On June 20, the World Refugee Day is observed all around the world. The day is dedicated to raising awareness of the situation of refugees throughout the world.
On this day, the U.S. recognizes the plight of those forced by persecution and war to flee their home countries. The U.S. also recognizes the pressing challenges posed by ongoing refugee crises around the world. Today, nearly 66 million people have been forcibly displaced from their homes – more than at any time since the end of the Second World War. Given the historic scale of the global displacement crisis, it is more important than ever for the international community to keep looking for ways to address these crises and respond in an effective, efficient, and comprehensive way.
This year in May a special International Visitor Leadership Program (IVLP), the U.S. Department of State‘s premier professional exchange program, on “Regional Response to Refugee and Migration Issues” for European countries was held and Ms. Evelina Gudžinskaitė, director of Migration Department under the Ministry of the Interior of the Republic of Lithuania, was invited to take part in it.
Here are some of her impressions from the U.S. and what lessons she would like to implement in Lithuania:
“My department is not mandated to carry out immigrants’ integration measures, but I’ve always considered that integration is a very important part of a (successful) immigration policy. Learning about various projects and ways to integrate migrants in the U.S. gave me the understanding that even in carrying out direct functions of migration management, my department can add some extra things that will contribute to the integration of migrants.

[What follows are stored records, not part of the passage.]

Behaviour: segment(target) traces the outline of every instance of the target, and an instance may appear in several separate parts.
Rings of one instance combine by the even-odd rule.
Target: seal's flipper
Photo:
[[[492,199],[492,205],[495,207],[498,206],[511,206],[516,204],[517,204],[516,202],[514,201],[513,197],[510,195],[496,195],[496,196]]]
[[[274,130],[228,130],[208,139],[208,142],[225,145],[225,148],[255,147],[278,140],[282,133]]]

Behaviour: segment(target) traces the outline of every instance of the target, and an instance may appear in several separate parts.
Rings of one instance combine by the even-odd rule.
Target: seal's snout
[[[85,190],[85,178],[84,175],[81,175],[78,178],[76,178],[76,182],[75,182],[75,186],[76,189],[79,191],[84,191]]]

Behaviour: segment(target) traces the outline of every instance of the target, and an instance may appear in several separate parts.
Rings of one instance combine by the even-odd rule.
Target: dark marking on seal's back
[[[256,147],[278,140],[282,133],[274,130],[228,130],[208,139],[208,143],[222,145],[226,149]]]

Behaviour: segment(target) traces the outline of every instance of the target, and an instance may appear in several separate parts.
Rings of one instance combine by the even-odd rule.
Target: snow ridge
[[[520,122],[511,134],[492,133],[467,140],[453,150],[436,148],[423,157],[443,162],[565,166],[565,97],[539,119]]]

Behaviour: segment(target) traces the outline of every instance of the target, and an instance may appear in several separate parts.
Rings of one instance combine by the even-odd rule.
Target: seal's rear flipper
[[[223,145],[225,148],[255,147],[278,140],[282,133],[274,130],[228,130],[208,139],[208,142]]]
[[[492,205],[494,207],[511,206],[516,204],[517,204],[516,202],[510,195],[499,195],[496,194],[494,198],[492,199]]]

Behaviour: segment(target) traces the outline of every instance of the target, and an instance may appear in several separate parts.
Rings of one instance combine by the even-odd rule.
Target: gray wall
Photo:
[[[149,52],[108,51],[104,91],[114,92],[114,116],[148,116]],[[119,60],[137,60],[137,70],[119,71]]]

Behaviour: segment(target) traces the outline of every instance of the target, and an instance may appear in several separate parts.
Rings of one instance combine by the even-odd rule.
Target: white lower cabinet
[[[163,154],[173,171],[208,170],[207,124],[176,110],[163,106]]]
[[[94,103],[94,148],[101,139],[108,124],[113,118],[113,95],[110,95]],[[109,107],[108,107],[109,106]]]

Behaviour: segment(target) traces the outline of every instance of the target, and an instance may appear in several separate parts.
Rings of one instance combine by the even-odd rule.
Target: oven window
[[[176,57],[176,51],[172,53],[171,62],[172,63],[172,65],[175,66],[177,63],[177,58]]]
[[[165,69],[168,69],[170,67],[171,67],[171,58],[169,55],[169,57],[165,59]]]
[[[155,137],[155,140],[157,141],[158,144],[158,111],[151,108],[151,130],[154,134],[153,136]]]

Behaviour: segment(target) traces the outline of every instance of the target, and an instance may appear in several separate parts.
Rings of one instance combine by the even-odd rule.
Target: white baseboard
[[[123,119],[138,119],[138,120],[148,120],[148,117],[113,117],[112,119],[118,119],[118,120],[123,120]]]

I am considering introducing some things like:
– more active information provision to immigrants (about their employment rights, possibilities to learn Lithuanian language, etc.);
– making employees of the Migration Department more sensitive to cultural differences of migrants (due to origin, sexual orientation or education), indications to possible domestic violence, human trafficking, labor exploitation;
Speaking of my personal development and attitude towards work, I am bringing back two very powerful ideas:
– rule of law. Everyone just follows and obeys the law, even if it is bad or stupid. This seems natural, but I was impressed by the power and depth of this idea in the U.S.
– “you take a bribe, you go to jail” (a simple corruption prevention rule from ICE).”